Difference between revisions of "SMILA/Project Concepts/ID Concept"

Latest revision as of 10:37, 17 June 2009

Description

The purpose of an ID is to identify an object in the system. What is an object in SMILA?

simple case: a single document
what about compounds?
- archive files, e.g. ZIPs
- Big documents that should be indexed by page or by section

SMILA objects have a life cycle
- creation in crawler or agent
- enrichment, splitting, merging (possible?) during processing in SMILA
- persisting in storages (possibly in different states of procesing) or indexes (usually at the end, but also possibly multiple times).
- process is repeated, when object source changes (index update) -> new object must have same object ID.
- using the ID it must be possible to refer to the source object.

Discussion

Technical proposal

Definition of concepts:

data source: a single location providing access to a colletion of data. (web server, file system, database, CMS, ...). Data is read from a data source using crawler/agents. A data source must have an unique source ID within SMILA to refer to it without having to deal with the technical details of access.

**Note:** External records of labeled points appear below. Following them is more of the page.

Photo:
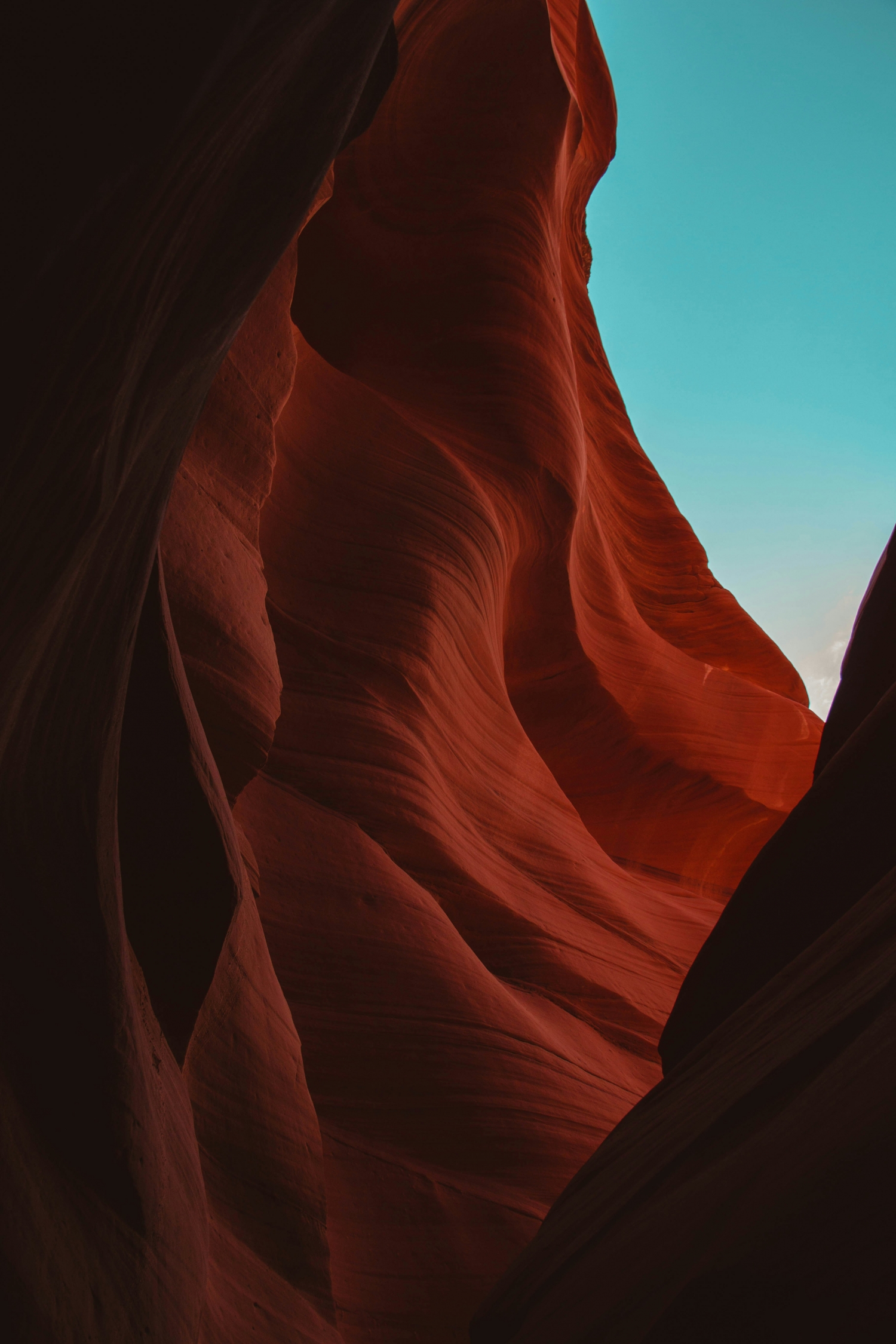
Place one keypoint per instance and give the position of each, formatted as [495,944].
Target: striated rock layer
[527,742]
[751,1194]
[160,1168]
[421,609]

source object: entity in data source. A crawler/agent can create multiple SMILA objects from a single object source (e.g. by extracting files from a ZIP archive). A source object can be identified with respect to its data source using a relatively simple key (URL, path, primary key, ...)

record: an entity representing a complete source object or a part of an source object to be processed by SMILA.
- Can be split into multiple records.
- Multiple records referring to different parts of the same source object can be merged again? Could be useful to split really large documents, process them section by section and merge the results again.
- Can be written to storages or indexes.
- Can be read from a storage in order to redo the rest of the processing (e.g. to

rebuild an index after ontology changes).

Record ID design

A Record ID must contain and it must be able to extract:

data source ID
key of source object in data source, relative to the definitions of the data source

These must be provided by the crawler/agent.

Source objects can have multiple key values, e.g. in database tables with a primary key consisting of multiple columns.

During processing, the record ID may/can be enhanced:

Part specification after splitting a compound
- Element: part of a container, e.g. path in archive (what about recursion: part of part of part...), attachment index in mails, etc. The element is identified by another key which is relative to the container element.
- Fragment: identified by page number, section number, section name, etc.

If merging is supported, multiple records belonging to the same source object can be merged into a single record. The merged ID must reflect this.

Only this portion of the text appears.